Allende - Antes de tudo, tive que criar meus filhos e manter uma família. Não pude me dedicar à literatura até os 40 anos, quando meus filhos já estavam crescidos. Tive também que vencer minha própria insegurança e os preconceitos intelectuais e culturais. Custou muito para que me levassem a sério. Mas não posso reclamar, até que me saí bem.
Dayan - Os homens vão manter grandes obstáculos para assegurar sua posição. Talvez depois que tenhamos paz, o poder da religião diminua e uma nova geração livre das tradições de seus países de origem possa se comportar de outra maneira.
Ciller - Por mais estranho que possa parecer, eu não tive realmente nenhum obstáculo para ultrapassar. É um dos aspectos mais interessantes da Turquia moderna: as pessoas são julgadas por sua qualidade pessoal e não por seu sexo. Quanto a isso, os turcos são abertos e imparciais.

Como descreveria seu papel em seu país?
Allende - Amo muito o Chile, é minha casa espiritual, o lugar onde se nutrem minhas pobres raízes. No momento não posso viver lá, mas cada vez que vou tento levar um sopro de ar fresco e irreverente, dar alegria e entusiasmo, principalmente para as mulheres.
Dayan - Não sou um "resultado" da luta feminista. O feminismo para mim faz parte da luta pelos direitos humanos. É por isso que não me falta autoconfiança. Não sou chorona e tenho orgulho de minha feminilidade. Adoro a cozinha e meu papel de mãe, e não tenho frustrações nesse sentido. Não consigo separar a luta por paz e igualdade de um outro povo da luta por igualdade da mulher.

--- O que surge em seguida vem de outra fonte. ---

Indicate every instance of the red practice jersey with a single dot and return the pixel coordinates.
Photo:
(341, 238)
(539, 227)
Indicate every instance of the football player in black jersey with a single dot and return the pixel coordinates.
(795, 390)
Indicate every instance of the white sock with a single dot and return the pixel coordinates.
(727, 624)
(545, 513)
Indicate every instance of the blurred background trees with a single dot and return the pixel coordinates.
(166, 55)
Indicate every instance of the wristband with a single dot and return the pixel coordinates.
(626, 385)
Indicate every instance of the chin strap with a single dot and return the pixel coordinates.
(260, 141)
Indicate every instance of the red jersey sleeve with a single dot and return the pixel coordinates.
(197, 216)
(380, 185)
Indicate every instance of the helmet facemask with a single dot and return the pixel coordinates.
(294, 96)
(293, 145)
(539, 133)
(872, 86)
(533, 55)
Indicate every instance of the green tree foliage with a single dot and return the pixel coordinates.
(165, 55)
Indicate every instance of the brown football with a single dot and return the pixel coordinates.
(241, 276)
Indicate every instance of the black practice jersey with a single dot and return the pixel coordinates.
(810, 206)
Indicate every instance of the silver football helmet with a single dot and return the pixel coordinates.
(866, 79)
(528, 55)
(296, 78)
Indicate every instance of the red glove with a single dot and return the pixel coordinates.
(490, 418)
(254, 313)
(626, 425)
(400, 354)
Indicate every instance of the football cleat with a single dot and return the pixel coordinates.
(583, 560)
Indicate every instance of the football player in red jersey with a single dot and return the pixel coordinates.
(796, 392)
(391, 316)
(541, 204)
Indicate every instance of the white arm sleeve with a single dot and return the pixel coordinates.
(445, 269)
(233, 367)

Ciller - Enquanto primeira-ministra tenho uma missão a realizar. Consiste em ir mais longe na modernização do país, fazer nossos cidadãos mais prósperos e levar adiante o processo de democratização. Gostaria que a História se lembrasse de mim como aquela que fez a Turquia entrar no século 21 como um dos primeiros países do mundo.